Una peste. Matadora como toda peste. Inhumana. Antihumana. Como una alimaña diminuta, microscópica, que invade por dentro y carcome el organismo hasta diezmarlo. Ha sido ese el intento, desde el inicio de esta “revolución”: acabar el cuerpo social, destruir un modo de vivir e implantar otro, mortal.
Este experimento de virus comunista es un fracaso demasiado palpable para mantenerse vivo. No ha sido de otro modo nunca. No se puede ir permanentemente contra el individuo, cuando de individuos se trata. La solidaridad es otra cosa. Evidentemente: la vida se vive con los otros, porque no estamos solos en el mundo, de ahí el gregarismo connatural a la especie humana. Pero la vida en esencia es personal, individual, personalísima. En el extremo hacia la muerte, nadie piensa la vida de otro sino la propia. Diría Camus que la pregunta esencial tiene que ver con la decisión entre si la vida vale la pena vivirla o no. No la del otro. Nadie quiere morirse con otro ni por otro. Eso es un artificioso invento romántico y novelero que ya no tiene cabida. Pienso mi vida y en mi vida, y además la comparto con los demás, pero hasta allí. Si me invaden mi terreno vital, lucho, no permito que me lo expropien tan fácilmente.
El colectivismo, esa nueva peste vieja e importada, a todas luces, que quisieron implantar desde el gobierno venezolano, cuya filosofía es la de compartir la pobreza y las carencias, para hacernos más gobierno-dependientes a todos y vasallos extremos, es una enfermedad moribunda, como lo planteó Úslar en su momento: “Es cuestión de tener o no una conciencia vasalla. Es darse gozosa o pasivamente a algo que no es propio o mantenerse en angustia y vigilia en la búsqueda y afirmación creadora de lo propio”.

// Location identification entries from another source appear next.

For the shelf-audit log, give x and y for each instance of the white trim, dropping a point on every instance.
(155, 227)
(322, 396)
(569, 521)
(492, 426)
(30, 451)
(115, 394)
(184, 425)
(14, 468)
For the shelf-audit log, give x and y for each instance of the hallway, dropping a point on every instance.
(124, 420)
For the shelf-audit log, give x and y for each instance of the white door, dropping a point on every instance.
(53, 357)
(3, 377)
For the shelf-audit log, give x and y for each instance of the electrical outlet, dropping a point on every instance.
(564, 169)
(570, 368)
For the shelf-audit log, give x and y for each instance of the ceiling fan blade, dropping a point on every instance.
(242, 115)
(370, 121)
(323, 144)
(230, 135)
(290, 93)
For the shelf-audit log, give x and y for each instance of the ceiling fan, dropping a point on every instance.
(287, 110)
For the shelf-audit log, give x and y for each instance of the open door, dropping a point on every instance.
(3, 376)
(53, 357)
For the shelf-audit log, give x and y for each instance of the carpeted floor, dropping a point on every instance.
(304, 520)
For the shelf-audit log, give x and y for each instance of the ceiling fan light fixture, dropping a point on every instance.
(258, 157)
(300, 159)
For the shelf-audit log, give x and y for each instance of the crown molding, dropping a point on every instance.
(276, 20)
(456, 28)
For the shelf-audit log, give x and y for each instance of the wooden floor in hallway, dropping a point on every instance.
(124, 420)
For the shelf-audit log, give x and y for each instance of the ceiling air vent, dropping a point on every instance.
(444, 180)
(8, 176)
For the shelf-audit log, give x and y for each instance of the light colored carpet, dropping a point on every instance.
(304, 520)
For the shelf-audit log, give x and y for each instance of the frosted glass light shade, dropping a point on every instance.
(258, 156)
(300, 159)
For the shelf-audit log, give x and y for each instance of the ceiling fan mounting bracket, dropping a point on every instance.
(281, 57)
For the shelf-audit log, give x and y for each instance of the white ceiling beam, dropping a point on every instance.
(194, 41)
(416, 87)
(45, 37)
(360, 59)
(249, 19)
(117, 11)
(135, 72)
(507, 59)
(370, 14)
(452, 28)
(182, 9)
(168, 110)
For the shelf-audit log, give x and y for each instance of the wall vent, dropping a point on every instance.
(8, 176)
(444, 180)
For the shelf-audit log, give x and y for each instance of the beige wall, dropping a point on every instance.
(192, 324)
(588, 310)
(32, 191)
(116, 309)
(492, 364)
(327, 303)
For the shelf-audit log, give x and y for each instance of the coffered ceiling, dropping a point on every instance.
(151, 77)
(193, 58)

Es allí donde se produce el choque violento de nuestro individuo, el venezolano, contra el virus mortal y avasallante que le quisieron inocular. Veámoslo en la práctica diaria. Ese colectivismo acechante nos dice que si compramos y comemos todos del mismo queso barato y balurdo, indiferenciado, a todos nos irá mejor, sin exclusivismo ni distinción. Así, el país compra un solo producto; ya que aquí casi nada se genera, es evidente; en condiciones económicas que le son favorables al gobierno y no al individuo y, por ende, tampoco al colectivo en tanto sumatoria de individualidades, puesto que será una compra mayúscula que tendrá un precio de gran mayor y todos quedamos, pues, bien comidos con nuestro queso, alimentados y satisfechos, sin engordar mucho, que es otra recomendación de papá estado. Pero nada; todos, pobres y ricos, distinguidos y sin distinción, ni ganas de distinción alguna, reconocemos que ese queso ni queso parece, que es malo, pero no habiendo otra cosa que comer, hay que calárselo, al menos mientras salgamos de esto y podamos de nuevo, realmente, volver a poder elegir, lo que nos gusta, lo que queremos, o que nos merecemos o podemos adquirir. Eso incluye la posibilidad de elegir un gobierno decente que crea en la libertad individual y no quiera imponernos un modo de pensar la vida y el queso que me debo comer.
El venezolano carece de esa “mentalidad vasalla” señalada por Arturo Úslar, por eso no ha hecho otra cosa que revelarse ante el intento de avasallamiento: “La mentalidad vasalla tiende a ser imitativa y estéril. No tiene su punto de partida ni en la disidencia ni en la protesta, sino en la aceptación y la conformidad. La actitud del hombre integrado e incorporado a una situación totalmente aceptada tiende a arrebatarle toda individualidad y todo poder cuestionante”.
Ese intento enfermizo desde el gobierno de arrebatarnos toda individualidad es el que no ha cristalizado, ya definitivamente. El venezolano se ha aferrado, en su mentalidad libertaria, origen de su ser social, en su individualidad solidaria, pero individualidad, no colectivismo ramplón e intragable como el queso de Mercal. Ese colectivismo es una contracorriente insufrible y el cuerpo social e individual lo repele, con todos sus mecanismos de defensa, con la protesta diaria, con la revuelta consuetudinaria que vivimos al expulsar el virus mortal como quien descome con prontitud.
El virus, este ébola gubernamental, no cogió cuerpo suficiente como para arraigar en la conciencia colectiva venezolana, por tanto, el organismo que somos lo expelerá más temprano que tarde, antes de que acabe definitivamente con todo, pero no dejará vivo a este gobierno ni sus ganas de hacer de los venezolanos unos tristes vasallos, enfermos y moribundos.